May 2, 2010 10 Comments
I seem to have hit some kind of word limit or bug in the comments thread to my last post, because I don’t seem to be able to reply to anyone there any more. I’ll just have to do it as a separate post instead. Thanks to all of you for such interesting comments! It’s both helpful and encouraging!
Jonet: Thanks for the link on blindsight. I’d read about this a number of times before, but never heard of anyone capable of obstacle avoidance after severe occipital damage before. It goes to show that the superior colliculus is a lot more powerful than was originally assumed. That makes sense, because it evolved from the optic tectum in amphibians, which is the top of their visual system and probably responsible for all their visually guided behavior. The inferior colliculus right next to it has auditory maps of space, so it was interesting to see mention of head-direction and place cells in that general area of the thalamus. I was talking with torea about those the other day.

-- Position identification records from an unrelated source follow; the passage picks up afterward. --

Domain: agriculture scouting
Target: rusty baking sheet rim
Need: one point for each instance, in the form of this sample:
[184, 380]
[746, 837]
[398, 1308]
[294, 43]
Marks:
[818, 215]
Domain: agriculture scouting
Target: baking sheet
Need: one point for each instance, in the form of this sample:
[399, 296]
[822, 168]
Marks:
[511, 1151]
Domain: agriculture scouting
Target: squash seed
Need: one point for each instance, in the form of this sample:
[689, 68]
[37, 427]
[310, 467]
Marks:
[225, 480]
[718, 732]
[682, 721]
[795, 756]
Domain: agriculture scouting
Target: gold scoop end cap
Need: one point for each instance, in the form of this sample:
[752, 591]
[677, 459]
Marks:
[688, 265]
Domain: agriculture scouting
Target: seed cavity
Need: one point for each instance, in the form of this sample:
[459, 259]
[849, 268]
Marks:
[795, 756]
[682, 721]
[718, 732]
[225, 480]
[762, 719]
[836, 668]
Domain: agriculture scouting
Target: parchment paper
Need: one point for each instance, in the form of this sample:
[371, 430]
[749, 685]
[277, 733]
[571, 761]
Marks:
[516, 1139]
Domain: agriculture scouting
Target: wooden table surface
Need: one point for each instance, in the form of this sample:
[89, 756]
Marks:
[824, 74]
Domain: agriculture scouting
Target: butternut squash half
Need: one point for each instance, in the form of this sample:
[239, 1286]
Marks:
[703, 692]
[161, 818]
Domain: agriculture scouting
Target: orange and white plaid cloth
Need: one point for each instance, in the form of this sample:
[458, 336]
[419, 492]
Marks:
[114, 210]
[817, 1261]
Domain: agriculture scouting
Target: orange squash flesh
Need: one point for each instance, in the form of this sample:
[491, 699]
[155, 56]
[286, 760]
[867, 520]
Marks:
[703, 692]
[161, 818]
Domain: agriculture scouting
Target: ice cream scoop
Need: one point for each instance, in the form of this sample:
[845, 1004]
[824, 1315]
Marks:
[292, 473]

John: Thanks, that’s a very interesting breakdown! Viewing attention as goal-directed like this makes it central to all action, perhaps. Since attending to a high-level goal, such as “avoid bodily harm”, requires the organism to carry out a sequence of actions to achieve the goal, some of which may themselves require attentional shifts, then it makes sense to hypothesize that the same mechanism is at work in selecting the actual actions. This would make attention the mechanism of volition, right down to the triggering of individual movements. Don’t you think?

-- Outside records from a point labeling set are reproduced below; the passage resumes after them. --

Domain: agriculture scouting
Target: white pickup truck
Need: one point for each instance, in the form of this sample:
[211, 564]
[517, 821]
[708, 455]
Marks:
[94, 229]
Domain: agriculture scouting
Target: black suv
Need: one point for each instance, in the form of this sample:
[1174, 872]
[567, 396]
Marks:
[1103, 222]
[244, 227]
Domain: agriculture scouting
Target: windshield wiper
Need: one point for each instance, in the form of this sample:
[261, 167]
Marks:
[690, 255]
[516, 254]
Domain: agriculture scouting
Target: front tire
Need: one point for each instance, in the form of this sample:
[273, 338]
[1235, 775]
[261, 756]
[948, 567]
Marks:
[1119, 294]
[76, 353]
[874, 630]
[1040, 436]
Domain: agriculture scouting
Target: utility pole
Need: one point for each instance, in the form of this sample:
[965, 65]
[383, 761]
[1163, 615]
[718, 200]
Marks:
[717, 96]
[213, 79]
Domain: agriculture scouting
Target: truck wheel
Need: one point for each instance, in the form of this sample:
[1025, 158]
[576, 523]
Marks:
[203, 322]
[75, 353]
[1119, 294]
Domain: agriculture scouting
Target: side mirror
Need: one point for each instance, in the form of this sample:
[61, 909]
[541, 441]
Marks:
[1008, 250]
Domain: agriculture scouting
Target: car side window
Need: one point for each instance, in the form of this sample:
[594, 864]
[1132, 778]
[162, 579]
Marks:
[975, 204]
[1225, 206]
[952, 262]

For example, a bottom-up attentional shift in response to a sudden visual movement might orient the organism’s eyes to that stimulus. Something subcortical might then detect a snake-like pattern to the stimulus and raise the alarm, triggering the organism to select a high-level goal – to run or to fight. Fighting the snake would be a complex action schema. This might involve gathering more information from the senses – hence an attentional shift in the visual and auditory systems driven by the action schema itself. It would also involve hitting the snake with something, which in turn involves smaller goals, such as raising the arm, orienting the body and smiting the snake. Each sub-goal would be triggered in exactly the same way, but not top-down from the PFC, nor bottom-up from the senses, but from the middle-down, as part of the schema.
Does that make sense? A hierarchy of ideomotor actions, each of which specifies a goal state in some subsystem. This is very reminiscent of setting the target state in a servomotor, whose output then sets the targets in other servos lower down. It would make attention and intention exactly the same thing (as I surmised in my Lucy book, in fact!).
What is going on??? Now I can’t reply to an earlier post either! I’m being ostracized by my own blog!!! Maybe these comments will show up eventually, or maybe it’ll sort itself out in time for my next post. Oh well, any other replies to your comments will appear here until I know better…
Daniel: Thanks, I’d forgotten about PCA (mostly because I’m a klutz at math!). Fascinating that male-female might form an axis in face space. That would be biologically very valuable, as you say! I’ll see if I can get my head around PCA for inspiration.